The family members of these individuals are as distressed as the patient. By the time they seek help from a psychiatrist, they have usually exhausted all possible methods to make the patient see reason. Not only have they failed miserably, their relationship with the patient has been strained in the process.

What does the psychiatrist do in such cases? The doctor’s job is to gain the patient’s confidence. Thereafter, the patient is slowly but surely persuaded to undergo treatment. With time, on treatment, the patient’s conviction regarding the misbeliefs begins to dwindle, the mood and functioning improve gradually. However, a word of caution here. This process is sometimes quite slow and is a test of patience for the doctor and family members. However, giving up should never be an option. Another mistake that the family commonly makes is to change doctors midway because the progress is slow. This is not a good idea.
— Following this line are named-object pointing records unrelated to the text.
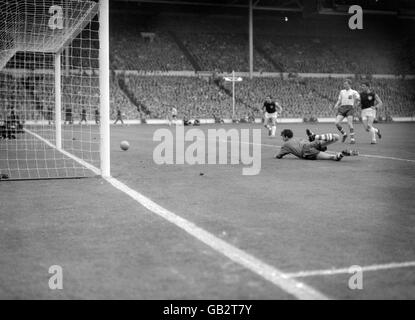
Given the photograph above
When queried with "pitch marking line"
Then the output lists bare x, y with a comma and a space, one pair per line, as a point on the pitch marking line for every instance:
329, 272
266, 271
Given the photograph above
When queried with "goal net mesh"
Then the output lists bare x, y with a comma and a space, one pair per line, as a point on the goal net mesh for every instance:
44, 43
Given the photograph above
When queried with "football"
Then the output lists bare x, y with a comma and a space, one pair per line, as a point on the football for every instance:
124, 145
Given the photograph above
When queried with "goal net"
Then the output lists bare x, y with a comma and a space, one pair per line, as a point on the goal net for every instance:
49, 88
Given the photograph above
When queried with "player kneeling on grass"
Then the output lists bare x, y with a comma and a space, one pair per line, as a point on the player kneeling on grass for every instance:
314, 149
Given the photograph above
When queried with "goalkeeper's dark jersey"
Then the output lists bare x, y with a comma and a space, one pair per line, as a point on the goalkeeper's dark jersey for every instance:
293, 146
367, 100
270, 107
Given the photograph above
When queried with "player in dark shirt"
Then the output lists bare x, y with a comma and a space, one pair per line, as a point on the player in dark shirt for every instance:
119, 117
270, 115
49, 115
97, 116
370, 102
68, 115
83, 116
314, 149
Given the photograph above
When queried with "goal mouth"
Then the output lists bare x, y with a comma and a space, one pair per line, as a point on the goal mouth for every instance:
49, 89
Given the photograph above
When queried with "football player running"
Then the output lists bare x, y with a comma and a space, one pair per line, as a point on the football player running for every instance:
270, 115
344, 106
370, 102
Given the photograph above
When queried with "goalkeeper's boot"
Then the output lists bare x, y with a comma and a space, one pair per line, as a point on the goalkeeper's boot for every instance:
347, 153
339, 156
311, 135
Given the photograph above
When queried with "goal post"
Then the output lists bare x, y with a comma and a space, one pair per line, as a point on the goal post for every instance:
54, 89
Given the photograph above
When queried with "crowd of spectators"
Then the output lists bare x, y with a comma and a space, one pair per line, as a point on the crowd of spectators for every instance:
194, 97
340, 55
223, 52
299, 97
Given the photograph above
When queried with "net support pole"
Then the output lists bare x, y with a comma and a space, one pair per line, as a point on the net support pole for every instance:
58, 101
251, 40
233, 94
104, 87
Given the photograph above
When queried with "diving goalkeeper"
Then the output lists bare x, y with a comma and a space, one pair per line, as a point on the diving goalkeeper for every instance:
314, 149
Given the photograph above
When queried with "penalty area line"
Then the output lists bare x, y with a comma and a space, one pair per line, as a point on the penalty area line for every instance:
329, 272
291, 286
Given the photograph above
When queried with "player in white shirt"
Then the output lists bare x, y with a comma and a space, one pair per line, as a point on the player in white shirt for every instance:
173, 116
345, 105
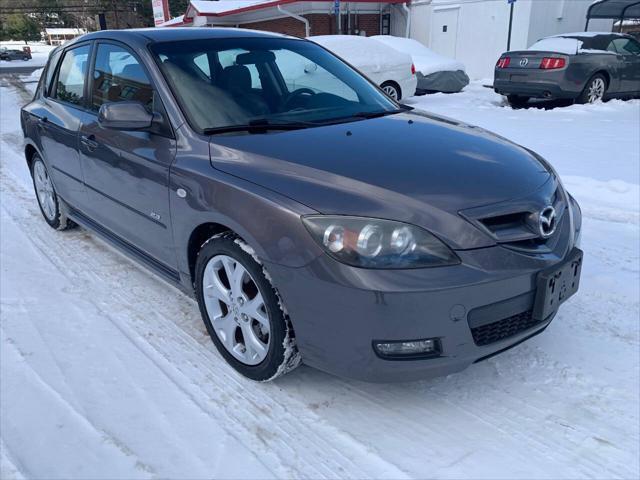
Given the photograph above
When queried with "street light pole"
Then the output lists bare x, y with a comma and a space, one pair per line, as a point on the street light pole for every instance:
511, 2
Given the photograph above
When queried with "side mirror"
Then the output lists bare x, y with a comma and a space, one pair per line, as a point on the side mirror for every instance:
124, 116
310, 68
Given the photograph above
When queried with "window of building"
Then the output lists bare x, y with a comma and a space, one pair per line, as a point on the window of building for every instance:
71, 77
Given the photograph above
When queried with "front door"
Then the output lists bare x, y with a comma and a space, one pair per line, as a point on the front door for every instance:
629, 51
127, 172
444, 31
The next psychiatrist has to start from scratch and re-evaluate the patient before starting therapy. This delays the progress even more.

The treatment method is often a mix of medicines and counselling. The medications are usually resisted but are indispensable for proper treatment. It is in the patient’s best interest that the family members supervise the medications and accompany the patient regularly for therapy sessions.

To sum up, the best treatment for suspiciousness is one that has the right balance of medicines and therapy, including family counselling for the caregivers, and has a patient approach to healing, both on part of the treating doctor and the patient’s relatives.